The phenomenon of RNA interference (RNAi) is an evolutionarily conserved defense mechanism against transgenic or foreign viruses. After introducing double strand RNA (dsRNA) with homologous complementary sequences to the target gene transcription product mRNA, it can specifically degrade the mRNA, resulting in the corresponding functional phenotypic deletion. This process belongs to transcription The category of posttracriptional gene siliencing (PTGS). RNAi is widespread in the biological world, from lower prokaryotes, to plants, fungi, invertebrates, and even recently discovered this phenomenon in mammals, but the mechanism is more complicated.
One. Discovery of RNAi
As early as 1990, when conducting research on transgenic plants, it was accidentally discovered that some endogenous genes could not be expressed after the full-length or partial genes were introduced into plant cells, but the transcription of these genes did not have any effect, and this phenomenon was called genes. Posttracriptional gene silencing (PTGS). A similar phenomenon was found in Neuroora in 1996, but this phenomenon was named quelling of gene expression. It was first discovered that dsRNA can cause The clue to gene silencing comes from the study of the nematode Caenorhabditis elega. In 1995, Cornell University researchers Guo and Kemphues tried to use antisense RNA to block the expression of the par-1 gene in order to explore the function of the gene. As a result, the antisense RNA could indeed block the expression of the par21 gene, but strangely, Injecting sense strand RNA as a control also blocked gene expression. This strange phenomenon was not solved until 3 years later-Andrew Fire of the Carnegie Research Institute in Washington and Craig Mello of the University of Massachusetts Cancer Center first injected double-stranded dsRNA-a mixture of sense and antisense strands into nematodes, which induced Gene silencing is much stronger than injection of sense strand or antisense strand alone. In fact, only a few molecules of double-stranded RNA per cell are enough to completely block the expression of homologous genes. Later experiments showed that the injection of double-stranded RNA into the nematode can not only block the homologous gene expression of the entire nematode, but also cause the homologous gene silencing of its first generation offspring. They call this phenomenon RNA interference.
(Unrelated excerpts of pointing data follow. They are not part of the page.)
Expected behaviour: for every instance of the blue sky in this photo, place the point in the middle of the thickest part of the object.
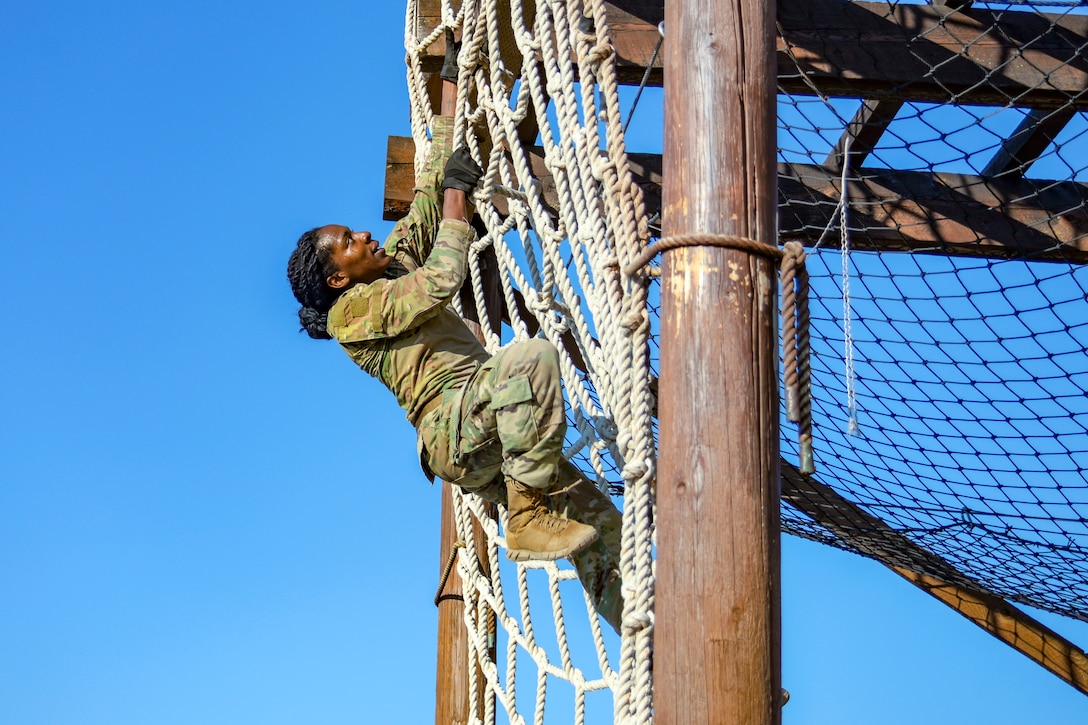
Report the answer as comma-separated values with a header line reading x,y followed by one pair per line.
x,y
207,517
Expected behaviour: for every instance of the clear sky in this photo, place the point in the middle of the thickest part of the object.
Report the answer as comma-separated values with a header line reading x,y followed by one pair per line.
x,y
208,517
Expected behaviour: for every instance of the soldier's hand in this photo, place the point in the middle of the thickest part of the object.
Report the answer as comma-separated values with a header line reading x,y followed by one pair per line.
x,y
461,172
449,69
In the past, it was believed that there was no RNAi phenomenon in mammalian cells, because longer dsRNA can induce IFN (interferon) production in mammalian cells, and activate the transcription of PKR (dsRNA-dependent kinase) involved in the STAT pathway, and dsRNA itself Binding with PKR can also activate it, and then phosphorylate the translation initiation factor eIF2a to inactivate it, leading to non-specific protein synthesis obstacles; on the other hand, dsRNA can induce cells to produce a variety of antiviral proteins 2′,5 'Adenosine synthetase, generates 2',5' adenylate, activates non-specific RNase L, and produces non-specific RNA degradation effects. It has now been discovered that as long as dsRNA is shorter than 30, it will not promote the interferon effect, and at the same time it can specifically degrade mRNA and cause gene silencing, indicating that dsRNA can also play a role in mammalian cells, which is useful for future gene therapy, etc. RNAi applications provide new research directions.
two. Mechanism of RNAi
In recent years, studies have found that small interfering RNA (or short interfering RNAs, siRNA) is an important intermediate effect molecule for RNA interference (RNAi). siRNA is a class of about 21-25 nucleotides in length. (nt) special double-stranded RNA (dsRNA) molecule, with a characteristic structure, that is, the sequence of the siRNA has homology with the target mRNA sequence; the two single-stranded ends of the siRNA are 5′ phosphate and 3′ hydroxyl In addition, there are 2 to 3 protruding unpaired bases at the 3'end of each single strand. The main process of RNAi is that dsRNA is cleaved by nuclease into 21-25 nt interfering small RNA (siRNA). siRNA mediates the recognition and targeted cleavage of homologous target mRNA molecules. The formation of dsRNA in cells is the first step of RNAi. dsRNA in cells can be formed through a variety of ways, such as the transcription product of DNA inverted repeats in the genome; Transcription of antisense and sense RNA; viral RNA replication intermediates; and the use of single-stranded RNA in cells as a template to synthesize dsRNA by cell or viral RNA dependent RNA polymerase (RdRp), etc. C. elega can be injected directly dsRNA or the nematode soaked in a solution containing dsRNA to introduce exogenous dsRNA, you can also get dsRNA by feeding bacteria that express sense and antisense RNA.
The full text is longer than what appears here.